Verification

Verification is the most important concern in Michi — and an unsolved problem. Not unsolved in the sense that we have no answer, but in the sense that the answer keeps evolving. Here’s where we are.

The core finding

In the first experiment: 221 tests passed. Zero failures. Two bugs escaped. Both were caught by a human running the code for real, not by any automated test.

Both bugs were at integration boundaries — the seams between packages where one part of the system assumes something about another. The agent’s tests validated each piece in isolation. The failure existed in the space between pieces.
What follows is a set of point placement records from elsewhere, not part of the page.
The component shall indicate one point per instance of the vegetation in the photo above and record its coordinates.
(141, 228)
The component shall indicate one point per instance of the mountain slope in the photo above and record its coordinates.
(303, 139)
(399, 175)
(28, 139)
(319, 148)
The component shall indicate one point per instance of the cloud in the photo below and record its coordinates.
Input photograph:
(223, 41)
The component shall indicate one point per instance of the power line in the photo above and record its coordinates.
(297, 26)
Dry-run is not verification. A dry-run flag that skips the real API call tests everything except the most important thing. The CLI scanner’s dry-run passed perfectly while the real submission would have failed on schema validation.

The five-layer strategy

Autonomous agent verification needs layers the agent doesn’t control:

Layer	What	Catches	Who writes
1. Unit tests	Fast, after every change	Logic errors, regressions	Agent
2. Integration tests	Real-ish deps (e.g., in-memory DB)	Operator conflicts, query bugs	Agent
3. Smoke tests	Real API call, real data store	Schema mismatches, validation gaps	Human (pre-written)
4. Holdout tests	Agent-invisible behavioral tests	Assumption errors, cross-package gaps	Human (pre-written)
5. Human verification	Manual testing, exploratory	UX issues, visual bugs, workflow gaps	Human

Layers 1-2 are the agent’s domain. Layer 5 is yours. Layers 3-4 are the gap. They’re verification that uses real systems and that the agent can’t game. A single real API call per milestone would have caught both escaped bugs immediately.

The full reference covers each layer in detail, including smoke test design and holdout test principles.

Verification governs autonomy

This is a progressive relationship: stronger verification enables more autonomy, which enables more ambitious work, which demands stronger verification. You can only give the agent as much rope as your verification can catch.

“All tests pass” is necessary but not sufficient — the agent grades its own homework. Verification needs layers the agent didn’t author.

Co-designed scenarios

Verification isn’t a post-implementation check — it’s a planning artifact. During the planning phase, you and the agent co-design verification scenarios together:

Each scenario is a story about a user getting a benefit — not a feature checklist. “A user syncs their chats and finds them searchable” rather than “POST /api/chat returns 200.”
Scenarios are decomposed into Given-When-Then steps that the agent can execute.
Each is categorized by who can evaluate it:
- Level A: Agent runs autonomously — API calls, data checks, binary pass/fail
- Level B: Agent runs, but evaluation needs judgment — output quality, error message clarity
- Level C: Human evaluates — UX feel, visual design, workflow naturalness

The scenarios from the first experiment — where all five bugs were found by Level C testing (a human actually using the tool) — taught us that even when Level A coverage is thorough, Level C catches a different class of problem entirely.

More on the A/B/C framework and scenario testing methodology in the reference section.

Testability is infrastructure

Designing for testability isn’t polish — it’s what makes verification viable, which makes autonomy viable.

Concrete example: in a verification experiment on a web app, the agent spent significant time discovering how to target UI elements — seven identical “open menu” buttons, custom dropdowns that aren’t native HTML, items visible only when scrolled. Adding data-testid attributes to interactive elements would have eliminated that friction entirely.

If you can’t write a straightforward test for it, that’s a design signal — not a reason to skip the test.